Cross-Browser Support
Het is nog vroeg dag voor progressive web apps, en de cross-browser ondersteuning is nog beperkt, vooral in Safari en Edge. Microsoft ondersteunt progressive web apps echter openlijk en zou tegen het eind van het jaar meer functies moeten implementeren.
- Service workers en Cache API. Ondersteund in Chrome, Firefox, Opera en de browser van Samsung. In ontwikkeling in Microsoft Edge, naar verwachting beschikbaar tegen het einde van 2016. Wordt overwogen voor Safari.
- Toevoegen aan startscherm. Ondersteund in Chrome, Firefox, Opera, Android Browser en Samsung’s browser. Microsoft lijkt aan te geven dat progressive web apps beschikbaar zullen zijn als store listings. Vooralsnog geen plannen voor Safari.
- Push API. Voornamelijk ondersteund in Chrome, Firefox, Opera en Samsung’s browser. In ontwikkeling in Microsoft Edge. Nog geen plannen voor Safari.

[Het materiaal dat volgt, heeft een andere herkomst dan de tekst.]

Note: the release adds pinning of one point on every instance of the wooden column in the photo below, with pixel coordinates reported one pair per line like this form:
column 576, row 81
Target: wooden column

Als meer ontwikkelaars hun voordeel doen met de mogelijkheden van progressive web apps – die relatief eenvoudig te implementeren zijn en direct resultaat opleveren – dan zullen gebruikers deze web apps het liefst in ondersteunde browsers gebruiken, en hopelijk de andere browserleveranciers overhalen zich aan te passen.